# Mouse in wall somehow



## nikeman (Nov 8, 2010)

Every year I seem to get a mouse in this small section of wall upstairs between my daughters room and the hallway. It's about 3' wide and I just can't figure out how they are getting in there. I cut a hole in the wall today and pulled out 3 dead mice. They seem to get stuck between the same 2 studs and scratch inside the wall until they die which of course scares my 5 year old. I put my camera in the hole and there are no visible holes or gaps. From inside her room facing the wall it goes to the left. Beside that wall is another wall that has a storage space behind it but therecommend is no hole in the stud they are getting stuck between so I don't think that's the route they are taking. Above the wall is a small attic which is the most likely point of entrance and they just fall in and get trapped but it appears to be sealed up to the ceiling inside the wall..... I'm stumped


----------



## joecaption (Nov 30, 2011)

Attic and basement been air sealed yet?
Anyplace there's holes for plumbing and wiring need to be sealed to prevent air flow and critters from getting in.
https://www.walmart.com/ip/GREAT-ST...45967&wl11=online&wl12=23554550&wl13=&veh=sem


----------



## nikeman (Nov 8, 2010)

I'll have to go up in the attic if I can even fit up there and see. Only plumbing and other holes are for the air handler that is up in that space and all that stuff runs toward the back wall and outside through the venting facia (think that's what it's called) under the gutters and then straight down the exterior wall. That hole is sealed and everything runs down a vinyl tubing thathe looks kinda like a downspout.


----------



## Bud9051 (Nov 11, 2015)

Three issues.
1. How are they getting into that space? Obviously there is a gap or hole you aren't seeing. Remove more drywall until you can caulk the entire picture frame of the studs to drywall. Then no mice will get that far.
2. The bigger issue is they are already in the house and keeping them out of that space is only to keep from scaring your daughter. They move in during the cold season and apparently have free access to come and go as needed. Bad part is they don't go outside to do their potty business, they are using a designated corner somewhere in your house and it is nasty.
3. Mice also need to chew to keep their teeth from growing too long. That chewing can include electrical wires.

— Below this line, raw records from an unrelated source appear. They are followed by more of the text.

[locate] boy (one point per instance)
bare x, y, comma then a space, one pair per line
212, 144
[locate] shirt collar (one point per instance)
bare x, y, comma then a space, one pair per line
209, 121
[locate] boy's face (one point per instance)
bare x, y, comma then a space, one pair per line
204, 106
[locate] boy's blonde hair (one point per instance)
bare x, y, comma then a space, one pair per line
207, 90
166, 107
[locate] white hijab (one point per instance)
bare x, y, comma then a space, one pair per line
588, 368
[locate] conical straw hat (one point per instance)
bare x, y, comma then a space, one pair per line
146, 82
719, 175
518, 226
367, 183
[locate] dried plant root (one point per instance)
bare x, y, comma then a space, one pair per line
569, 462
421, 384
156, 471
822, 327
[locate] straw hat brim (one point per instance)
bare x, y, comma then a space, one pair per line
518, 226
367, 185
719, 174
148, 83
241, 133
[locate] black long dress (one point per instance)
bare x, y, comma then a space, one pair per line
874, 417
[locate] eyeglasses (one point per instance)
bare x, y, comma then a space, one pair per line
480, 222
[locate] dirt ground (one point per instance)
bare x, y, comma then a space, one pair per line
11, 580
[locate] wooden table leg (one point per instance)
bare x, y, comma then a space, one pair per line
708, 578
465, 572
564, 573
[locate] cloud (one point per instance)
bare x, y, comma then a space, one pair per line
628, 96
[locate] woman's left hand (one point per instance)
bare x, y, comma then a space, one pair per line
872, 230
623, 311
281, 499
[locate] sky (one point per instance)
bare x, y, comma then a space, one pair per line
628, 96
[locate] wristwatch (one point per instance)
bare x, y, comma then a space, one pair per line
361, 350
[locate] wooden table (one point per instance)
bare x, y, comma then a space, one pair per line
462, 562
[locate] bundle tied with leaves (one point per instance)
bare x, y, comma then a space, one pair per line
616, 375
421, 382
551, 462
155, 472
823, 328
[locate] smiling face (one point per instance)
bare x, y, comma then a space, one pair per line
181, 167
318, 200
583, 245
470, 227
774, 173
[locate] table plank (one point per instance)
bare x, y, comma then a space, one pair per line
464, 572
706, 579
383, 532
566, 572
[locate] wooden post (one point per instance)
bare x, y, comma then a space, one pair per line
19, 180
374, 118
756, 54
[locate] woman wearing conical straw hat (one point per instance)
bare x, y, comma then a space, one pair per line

You can see they don't need much space to squeeze through to get into your house and very difficult to seal the entire house. over time you will find places and close them off. The long term solution is the set baited traps in many locations, including the attic and basement. When you catch one it will tell you the direction they are coming from, but continue the baited traps everywhere for several years.

Bud


----------



## nikeman (Nov 8, 2010)

I just went up there and it's impossible for me or any human being to get to where that wall is. It's just insulation and ductwork. Only light coming in are from the vents on either side of the house and I didn't see any mouse droppings in the area I can see so maybe that's not the entry point... I have caught a few mouse in the small space above my front porch. There is a section on both sides of the front where the 2 bedrooms are upstairs that I guess we're to low to make part of the bedroom so they just left space for a window in each room on the front of the house. I set traps up there for months and didn't catch anymore after the first 2 weeks and I only caught them on my son's room side. Never figured out how they got up there either.


----------



## Dave Sal (Dec 20, 2012)

I had the exact same scenario many years ago in my son's bedroom. He started complaining of a foul smell and I cut a hole in the drywall, finding three dead mice between the studs. His room is on the 2nd floor of a tri-level home. I climbed on the roof and found the opening they were getting in at. It was the point where the upper level roof meets the lower level, right at the center where a gutter terminates. The hole was only about 2 inches but that's plenty big for mice. I filled the hole with expanding foam, bought some aluminum flashing and bent it to fit the space, and then glued and screwed it in place. No problems since.


----------